University of Nottingham Medicine: The Complete Applicant's Guide

A Cambridge Clinical admissions guide

The University of Nottingham School of Medicine runs the Medicine BMBS (A100), a five-year course based primarily at Queen's Medical Centre — one of the UK's largest and busiest hospitals — alongside teaching labs on University Park and clinical placements across Nottinghamshire Healthcare Trust, Derbyshire Healthcare Trust, Royal Derby Hospital, King's Mill Hospital, Chesterfield Royal Hospital, and GP practices throughout the region.

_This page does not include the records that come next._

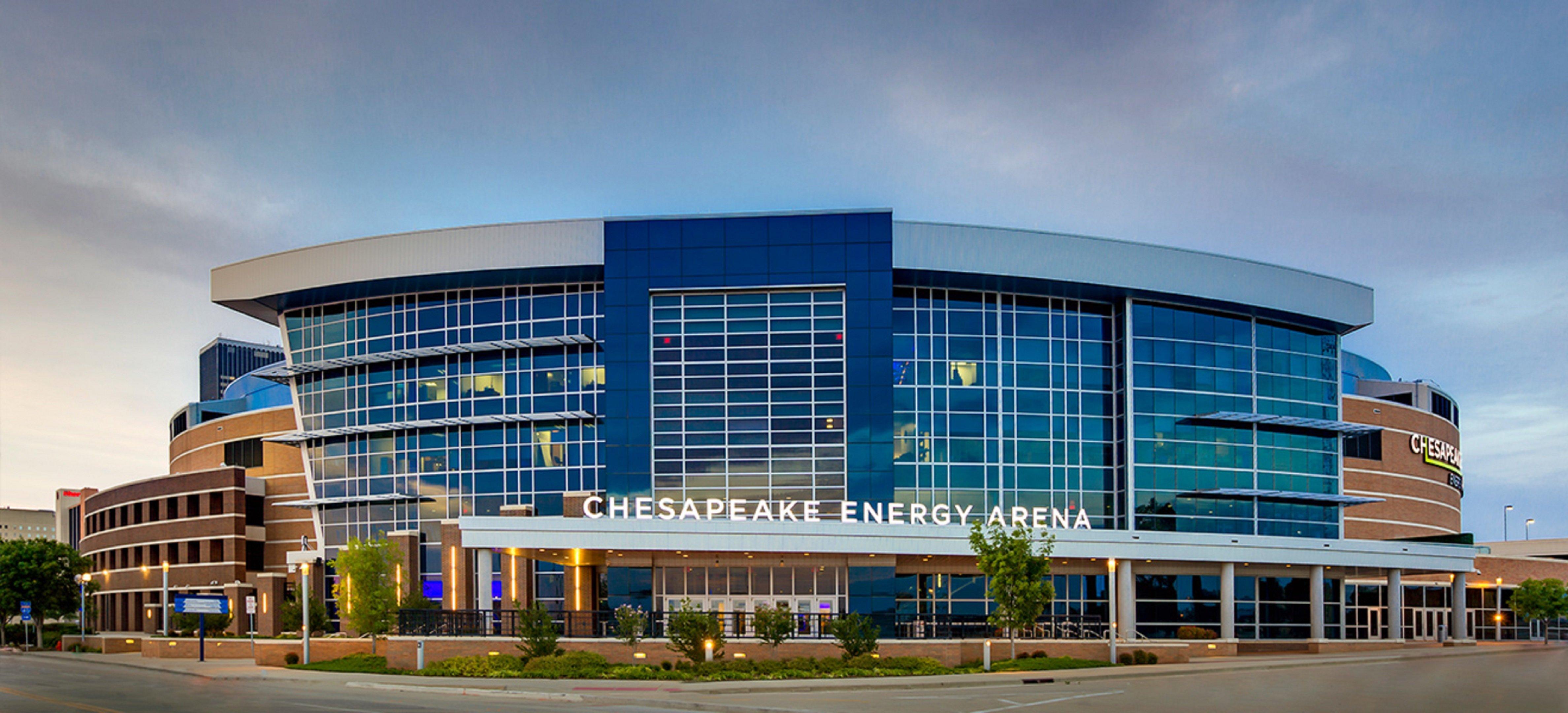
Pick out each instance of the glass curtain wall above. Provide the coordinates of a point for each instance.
(1004, 400)
(452, 469)
(749, 395)
(1189, 364)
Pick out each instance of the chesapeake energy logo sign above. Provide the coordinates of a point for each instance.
(737, 510)
(1437, 452)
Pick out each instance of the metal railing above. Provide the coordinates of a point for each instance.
(742, 624)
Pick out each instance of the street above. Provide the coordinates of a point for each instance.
(1525, 681)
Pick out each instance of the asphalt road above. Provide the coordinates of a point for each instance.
(1531, 681)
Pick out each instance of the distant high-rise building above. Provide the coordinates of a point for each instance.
(27, 524)
(228, 359)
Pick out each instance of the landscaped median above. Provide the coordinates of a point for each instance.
(587, 665)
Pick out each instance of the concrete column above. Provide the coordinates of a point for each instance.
(407, 544)
(1127, 602)
(483, 576)
(457, 568)
(1459, 620)
(1318, 601)
(1396, 607)
(1228, 601)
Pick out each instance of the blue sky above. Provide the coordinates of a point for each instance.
(1415, 148)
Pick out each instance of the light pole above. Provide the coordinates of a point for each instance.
(164, 602)
(82, 607)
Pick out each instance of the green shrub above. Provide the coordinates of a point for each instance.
(353, 663)
(568, 665)
(476, 666)
(1195, 634)
(855, 634)
(691, 630)
(537, 629)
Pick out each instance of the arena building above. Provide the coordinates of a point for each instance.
(808, 410)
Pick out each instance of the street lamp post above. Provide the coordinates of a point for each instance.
(82, 607)
(164, 602)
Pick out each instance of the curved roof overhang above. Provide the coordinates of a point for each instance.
(924, 253)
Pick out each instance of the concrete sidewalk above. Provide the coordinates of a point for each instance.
(242, 670)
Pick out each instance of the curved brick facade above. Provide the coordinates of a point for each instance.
(1418, 497)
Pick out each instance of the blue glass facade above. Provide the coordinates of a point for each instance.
(1188, 364)
(778, 358)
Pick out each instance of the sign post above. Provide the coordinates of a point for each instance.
(201, 605)
(27, 617)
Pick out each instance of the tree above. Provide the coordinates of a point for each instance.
(855, 634)
(537, 630)
(774, 624)
(1015, 576)
(631, 624)
(691, 630)
(366, 587)
(289, 613)
(43, 573)
(1540, 599)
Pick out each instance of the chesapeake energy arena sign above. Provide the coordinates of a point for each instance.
(741, 510)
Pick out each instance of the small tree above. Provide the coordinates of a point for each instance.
(692, 629)
(366, 590)
(1540, 599)
(774, 624)
(537, 629)
(631, 624)
(43, 573)
(1015, 576)
(855, 634)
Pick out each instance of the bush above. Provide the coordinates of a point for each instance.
(568, 665)
(1197, 634)
(485, 666)
(855, 634)
(539, 634)
(692, 629)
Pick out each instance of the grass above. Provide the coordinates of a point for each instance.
(585, 665)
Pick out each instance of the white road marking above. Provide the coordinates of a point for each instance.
(1048, 701)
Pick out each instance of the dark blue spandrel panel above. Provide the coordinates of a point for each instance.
(849, 250)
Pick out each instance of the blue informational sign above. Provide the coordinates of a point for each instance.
(201, 604)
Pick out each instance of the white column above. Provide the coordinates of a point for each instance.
(1318, 601)
(1228, 601)
(1459, 620)
(1396, 607)
(482, 576)
(1127, 604)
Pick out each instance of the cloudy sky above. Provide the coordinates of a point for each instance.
(1415, 148)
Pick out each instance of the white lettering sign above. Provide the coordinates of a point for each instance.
(742, 510)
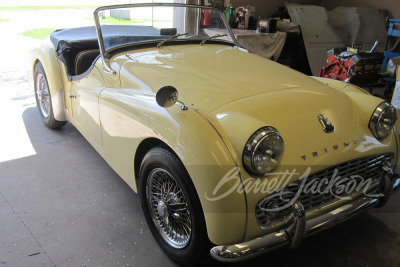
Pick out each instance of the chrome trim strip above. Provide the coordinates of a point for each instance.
(237, 168)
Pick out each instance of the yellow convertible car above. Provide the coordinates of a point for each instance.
(232, 154)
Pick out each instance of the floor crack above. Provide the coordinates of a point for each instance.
(27, 228)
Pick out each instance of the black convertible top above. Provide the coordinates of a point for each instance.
(69, 42)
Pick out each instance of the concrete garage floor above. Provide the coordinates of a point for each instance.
(62, 205)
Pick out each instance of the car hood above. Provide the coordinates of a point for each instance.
(208, 76)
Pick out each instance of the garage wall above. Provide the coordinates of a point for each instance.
(392, 6)
(265, 8)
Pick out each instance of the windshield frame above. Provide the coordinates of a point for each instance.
(105, 55)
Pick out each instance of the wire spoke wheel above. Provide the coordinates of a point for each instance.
(168, 208)
(43, 95)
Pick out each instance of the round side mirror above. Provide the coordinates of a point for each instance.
(167, 96)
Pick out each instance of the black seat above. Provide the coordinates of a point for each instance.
(85, 59)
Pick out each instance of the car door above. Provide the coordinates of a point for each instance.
(84, 96)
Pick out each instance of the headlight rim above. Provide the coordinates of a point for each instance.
(249, 153)
(376, 117)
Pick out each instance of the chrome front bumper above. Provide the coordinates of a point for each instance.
(293, 235)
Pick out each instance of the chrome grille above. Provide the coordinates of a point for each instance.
(364, 168)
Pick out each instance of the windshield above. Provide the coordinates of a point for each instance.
(159, 23)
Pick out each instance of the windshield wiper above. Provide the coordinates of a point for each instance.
(170, 38)
(212, 37)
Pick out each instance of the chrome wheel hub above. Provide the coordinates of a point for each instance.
(168, 208)
(43, 95)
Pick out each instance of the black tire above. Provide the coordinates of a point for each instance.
(43, 98)
(160, 164)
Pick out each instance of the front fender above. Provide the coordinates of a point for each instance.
(129, 117)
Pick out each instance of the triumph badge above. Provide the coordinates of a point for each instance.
(326, 124)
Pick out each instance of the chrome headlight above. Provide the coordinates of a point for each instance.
(382, 120)
(263, 151)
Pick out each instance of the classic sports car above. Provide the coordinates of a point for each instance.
(250, 156)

Nottingham's process is worth understanding on one specific point that surprises a lot of applicants: A-levels, predicted grades and personal statements play no part whatsoever in shortlisting for interview. Only your GCSEs and UCAT score are scored pre-interview, and the final offer decision then rests entirely on interview performance. This guide covers entry requirements, exactly how the GCSE + UCAT scoring system works, the six-scenario MMI format, and Nottingham's Foundation Year and graduate-entry routes.

Quick facts



Course

Medicine BMBS (A100), plus Medicine with a Foundation Year (A108) and Graduate Entry Medicine (A101)

Location

Nottingham, England

Admissions test

UCAT — mandatory, sat in the year of application

Interview format

Six-scenario MMI (including at least one role play), up to one hour; likely in person for home applicants, online via MS Teams for international applicants (2027 entry)

Shortlisting

GCSE score + UCAT score, no fixed threshold; SJT Band 4 automatically excluded; A-levels and personal statement not scored pre-interview

Final offer

Based solely on interview performance

Why applicants consider Nottingham

Nottingham's newly redesigned course follows a "spiral curriculum," revisiting core topics with increasing depth across all five years, structured broadly as the Art of Medicine (Year 1, focused on consultation skills and introductory clinical knowledge), the Science of Medicine (Year 2, with primary care placements one day a week alongside deeper physiology, anatomy, biochemistry and pharmacology), and increasingly placement-heavy clinical rotations from Year 3 onward across medicine, surgery, integrated specialities, child health, women's health, primary care and emergency medicine. Nottingham is ranked 16th in the UK and in the world's top 100 for Medicine (QS World University Rankings 2025), is consistently named among the UK's most-targeted universities by leading graduate employers, and offers final-year elective placements in the UK or abroad.

Entry requirements

A-level: AAA, must include Biology (or Human Biology) and Chemistry. A pass is required in separately assessed science practical components. Citizenship Studies, Critical Thinking, General Studies and Global Perspectives are not accepted as your third subject. A-levels must be studied over a maximum two-year period, with all three passed at the required grades in one sitting.

A-level resits: Considered for up to two A-levels, provided you completed your A-levels within the last 12 months, already held at least ABB (with an A in Biology/Human Biology or Chemistry) at first sitting, and your resit grades reach AAA including Biology (or Human Biology) and Chemistry.

GCSE: A minimum of six GCSEs at Grade 7 (A), including both Biology and Chemistry, plus a minimum grade 6 (B) in Maths and English Language. These six should be studied over a two-year period and the required grades achieved in one sitting. One GCSE resit is considered, in Maths, English Language, Biology, Human Biology, Chemistry or Double Science — the resit grade must still reach at least a 6 (B) for Maths/English or a 7 (A) for the sciences.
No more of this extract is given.